@yuichirominato 2019.02.21更新 369views

マルバツゲームをイジングで解く


はじめに

数独が解けましたので、次はマルバツゲームです。

どうやらマルバツゲームは一筋縄では行かないようです。

戦略

本当は2手先まで読みたいところですが、1手先を読んで相手の勝ちを阻止しながら自分が勝てるようなイジングモデルを作ります。事前に少し検討をしましたが、最初の数手だけはモデルを少し変えてやります。

先手

先手、イジングマシンです。1手先しか読まないのでどこでもいいです。まずはマス目の量子ビットを下記にします。

q0 q1 q2
q3 q4 q5
q6 q7 q8

これでマルバツゲームします。まずは9マスのうち1マスを選びます。

from blueqat.opt import Opt
a = Opt().add("(q0+q1+q2+q3+q4+q5+q6+q7+q8-1)^2",N=9).run()
print(np.reshape(a,(3,3)))

イジングマシン様に選んでいただきました下記です。

[[0 0 0]
 [o 0 0]
 [0 0 0]]

次人間

当然ですが、真ん中を選びます。

[[0 0 0]
 [o x 0]
 [0 0 0]]

次イジング

次、イジングマシン様ですが、縦横斜めがなるべく揃うように選んでもらいます。すでに選ばれているところ、相手が選んでいるところはそれぞれ指定します。

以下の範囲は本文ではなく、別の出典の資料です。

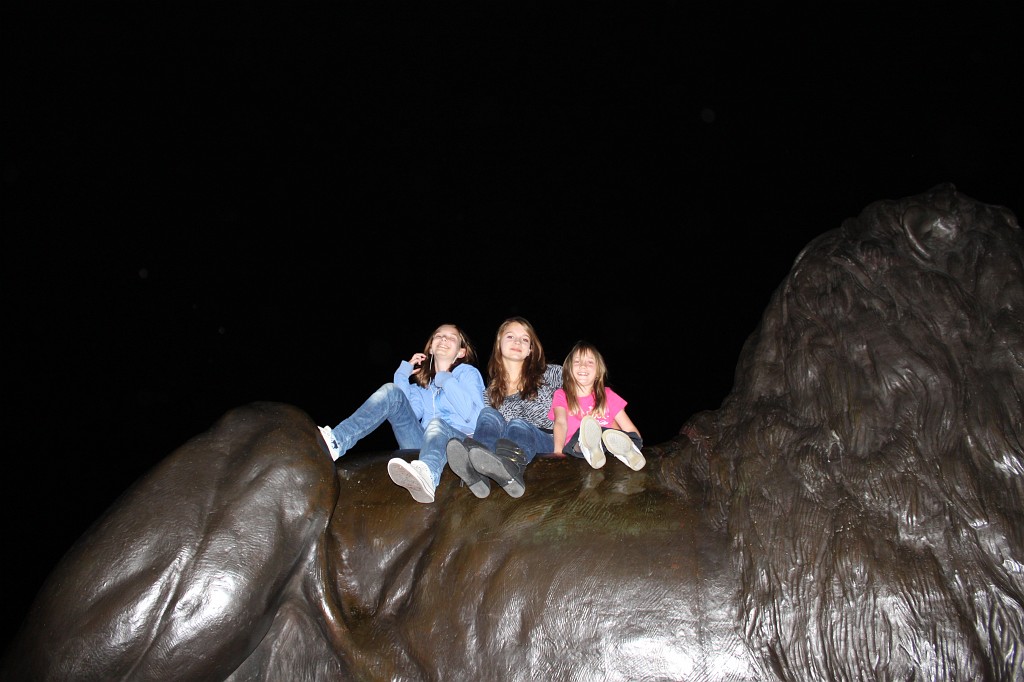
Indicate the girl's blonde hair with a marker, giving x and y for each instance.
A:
(582, 349)
(427, 374)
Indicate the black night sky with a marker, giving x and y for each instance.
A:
(208, 207)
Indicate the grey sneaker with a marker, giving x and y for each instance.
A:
(590, 441)
(623, 448)
(332, 443)
(458, 455)
(415, 476)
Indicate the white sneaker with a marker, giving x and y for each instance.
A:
(623, 448)
(590, 441)
(332, 443)
(415, 476)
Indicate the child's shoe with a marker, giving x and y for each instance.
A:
(590, 441)
(623, 448)
(333, 446)
(415, 476)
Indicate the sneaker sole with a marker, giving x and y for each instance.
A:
(408, 479)
(325, 433)
(488, 464)
(621, 445)
(459, 462)
(590, 443)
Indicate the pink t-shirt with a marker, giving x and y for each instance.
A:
(613, 403)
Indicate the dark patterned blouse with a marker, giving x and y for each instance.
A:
(536, 411)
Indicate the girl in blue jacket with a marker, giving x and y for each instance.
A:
(436, 395)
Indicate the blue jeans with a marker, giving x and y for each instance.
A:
(491, 426)
(389, 402)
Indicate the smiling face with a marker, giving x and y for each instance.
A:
(585, 371)
(515, 343)
(446, 345)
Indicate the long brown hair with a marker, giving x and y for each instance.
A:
(532, 368)
(600, 375)
(426, 374)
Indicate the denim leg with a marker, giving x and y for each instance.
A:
(387, 402)
(529, 438)
(489, 427)
(434, 450)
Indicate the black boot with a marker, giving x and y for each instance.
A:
(458, 453)
(506, 465)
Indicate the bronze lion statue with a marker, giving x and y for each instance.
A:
(852, 511)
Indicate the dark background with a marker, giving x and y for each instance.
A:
(205, 207)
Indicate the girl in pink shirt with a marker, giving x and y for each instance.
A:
(589, 418)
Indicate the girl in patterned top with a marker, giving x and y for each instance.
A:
(514, 425)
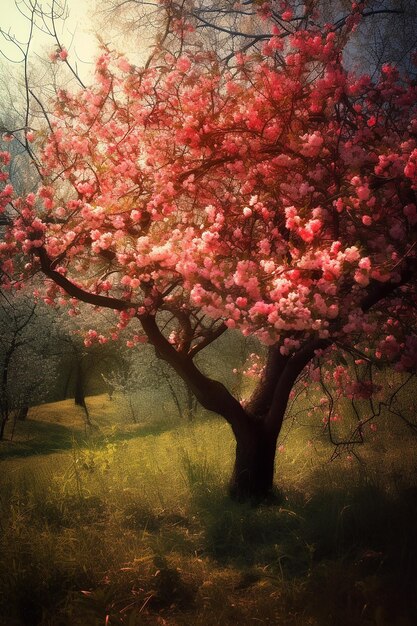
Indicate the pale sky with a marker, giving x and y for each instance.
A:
(77, 34)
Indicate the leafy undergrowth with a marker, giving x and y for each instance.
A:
(131, 525)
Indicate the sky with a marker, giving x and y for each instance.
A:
(77, 34)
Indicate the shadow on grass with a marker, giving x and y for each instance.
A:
(39, 438)
(356, 547)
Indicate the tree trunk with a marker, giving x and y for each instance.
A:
(253, 471)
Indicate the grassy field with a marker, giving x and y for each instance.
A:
(130, 524)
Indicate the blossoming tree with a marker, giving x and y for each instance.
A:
(276, 197)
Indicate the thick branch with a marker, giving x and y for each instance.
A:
(77, 292)
(292, 370)
(211, 394)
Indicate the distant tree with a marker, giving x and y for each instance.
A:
(27, 369)
(275, 196)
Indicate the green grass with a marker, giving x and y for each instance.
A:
(131, 524)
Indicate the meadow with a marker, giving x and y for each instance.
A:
(128, 524)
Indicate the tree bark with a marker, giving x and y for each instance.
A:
(253, 471)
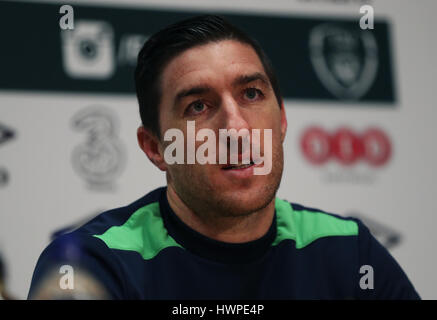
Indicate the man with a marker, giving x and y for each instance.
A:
(216, 231)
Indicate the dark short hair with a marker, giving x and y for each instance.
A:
(169, 42)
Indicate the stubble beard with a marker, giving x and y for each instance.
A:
(202, 197)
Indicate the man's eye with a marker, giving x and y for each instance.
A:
(196, 107)
(252, 93)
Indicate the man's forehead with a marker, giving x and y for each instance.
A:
(198, 64)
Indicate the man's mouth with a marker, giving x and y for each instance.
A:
(238, 166)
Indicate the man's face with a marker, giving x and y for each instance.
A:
(221, 85)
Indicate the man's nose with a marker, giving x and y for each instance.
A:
(232, 117)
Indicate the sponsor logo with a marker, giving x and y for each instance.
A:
(88, 50)
(345, 59)
(100, 159)
(345, 155)
(346, 146)
(387, 236)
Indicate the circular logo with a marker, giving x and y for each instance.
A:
(315, 145)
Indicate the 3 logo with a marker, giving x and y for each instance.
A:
(346, 146)
(100, 159)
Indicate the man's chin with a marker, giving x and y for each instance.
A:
(238, 203)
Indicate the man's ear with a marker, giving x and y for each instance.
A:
(150, 144)
(284, 123)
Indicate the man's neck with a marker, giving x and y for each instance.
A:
(220, 227)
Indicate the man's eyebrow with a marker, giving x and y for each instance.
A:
(191, 91)
(244, 79)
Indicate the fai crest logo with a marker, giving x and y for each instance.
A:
(344, 59)
(100, 159)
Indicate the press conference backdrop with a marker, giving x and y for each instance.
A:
(359, 106)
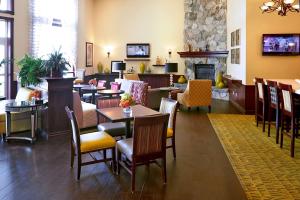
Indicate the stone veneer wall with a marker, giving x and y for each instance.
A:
(204, 24)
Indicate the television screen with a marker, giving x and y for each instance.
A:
(138, 50)
(281, 44)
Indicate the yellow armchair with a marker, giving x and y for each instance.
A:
(198, 93)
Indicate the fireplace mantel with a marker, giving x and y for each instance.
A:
(203, 54)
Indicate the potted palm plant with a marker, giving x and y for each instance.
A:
(56, 64)
(30, 70)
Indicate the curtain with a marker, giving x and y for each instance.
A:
(53, 26)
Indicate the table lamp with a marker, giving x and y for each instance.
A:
(169, 68)
(120, 67)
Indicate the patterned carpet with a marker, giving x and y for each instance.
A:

縦横斜めが揃った時に使うのは、縦一列、横一列それぞれの量子ビットを足して二乗します。それを全ての行列でやるともっともコストが高い状態になります。今回はまずは、縦横の条件を使います。

a = Opt().add("10*(q0+q1+q2+q3+q4+q5+q6+q7+q8-2)^2-(q0+q1+q2)^2-(q3+q4+q5)^2-(q6+q7+q8)^2-(q0+q3+q6)^2-(q1+q4+q7)^2-(q2+q5+q8)^2",N=9).add(np.diag([0,0,0,-100,100,0,0,0,0])).run()
print(np.reshape(a,(3,3)))

選ばれました、

[[0 0 0]
 [o x 0]
 [o 0 0]]

次人間

攻略されないようにこちらを選びます。

[[x 0 0]
 [o x 0]
 [o 0 0]]

次イジング

イジングマシンさんの番です。どうやらここで問題発生です。相手が次の手で勝たないように、相手の手を読む必要があります。ということで、ここでは自分の勝ちを最大にする代わりに相手の価値が最大になるパターンを想定してみます。そこにうてば相手の勝ちを阻止できます。

a = Opt().add("10*(q0+q1+q2+q3+q4+q5+q6+q7+q8-3)^2-(q0+q4+q8)^2-(q2+q4+q6)^2+q1*0+q3*0+q5*0+q7*0",N=9).add(np.diag([-100,0,0,100,-100,0,100,0,0])).run()
print(np.reshape(a,(3,3)))

下記が選ばれました、

[[x 0 0]
 [o x 0]
 [o 0 o]]

次人間

もちろん阻止です。

[[x 0 0]
 [o x 0]
 [o x o]]

そしてイジング

この状況で再度一手先を考えます。

[[x 0 0]
 [o x 0]
 [o x o]]
 a = Opt().add("10*(q0+q1+q2+q3+q4+q5+q6+q7+q8-4)^2-(q0+q1+q2)^2-(q3+q4+q5)^2-(q6+q7+q8)^2-(q0+q3+q6)^2-(q1+q4+q7)^2-(q2+q5+q8)^2",N=9).add(np.diag([-100,0,0,100,-100,0,100,-100,100])).run()
print(np.reshape(a,(3,3)))

慣れてきました。

[[x o 0]
 [o x 0]
 [o x o]]

そして人間、最後イジング

引き分けになりました。

[[x o x]
 [o x o]
 [o x o]]

勝敗つきませんでした。縦横斜めのコスト関数の設計が難しくて、斜めパターンと縦横パターンを分けて使っちゃいました。blueqatのOptの設計が甘くて苦労しましたが、ツールを直せばよくなりそうです。

ハイパーパラメータで苦労するかと思いましたが、思いの外いけました。以上です。次回はもちょいリファクタリングしてみたいです。